Google’s DeepMind artificial intelligence program may be best known for building AplhaGO, which beat one of the world’s best Go players, but the technology has numerous applications in the field of science and could prove especially helpful to the hearing impaired.
Researchers from Oxford University and DeepMind teamed up to create an AI system trained using 5000 hours of BBC videos, which contained 118,000 sentences. It managed to outperform a professional lip-reader who provides services for UK courts.
When shown a random sample of 200 videos from BBC broadcasts, the human lip-reader was able to decipher less than a quarter of the spoken words. But when the AI system was tested using the same data set, it deciphered almost half the words and could make out entire complex phrases.

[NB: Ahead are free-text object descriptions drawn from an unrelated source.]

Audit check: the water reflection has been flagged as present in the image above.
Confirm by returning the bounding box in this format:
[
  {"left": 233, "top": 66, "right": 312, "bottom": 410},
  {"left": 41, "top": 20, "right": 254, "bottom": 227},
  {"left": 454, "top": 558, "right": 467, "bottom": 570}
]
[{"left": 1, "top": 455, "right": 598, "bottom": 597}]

Additionally, the machine was able to annotate 46 percent of the words without error, whereas the professional only managed around 12 percent. Most of the AI’s mistakes were minor, like missing the ‘s’ from the end of words.
Two weeks ago, another deep learning system that can read lips was developed at the University of Oxford. LipNet was also able to beat a human when it came to accurately reading lips, though the data set used in this instance, called GRID, contained only 51 unique words, whereas the BBC data contains nearly 17,500, according to New Scientist.
GRID also used well-lit videos of people facing the camera and reading three seconds worth of words. After showing the AI 29,000 videos, it had an error rate of just 6.6 percent, while humans that were tested using 300 similar videos had an average error rate of 47.7 percent.
Researchers say the system could find use in mobile technologies, virtual assistants, and for general speech recognition tasks. It could also be invaluable in helping deaf and hearing-impaired people understand others.
"A machine that can lip read opens up a host of applications: 'dictating' instructions or messages to a phone in a noisy environment; transcribing and redubbing archival silent films; resolving multi-talker simultaneous speech; and, improving the performance of automated speech recognition in general," wrote the researchers in their paper.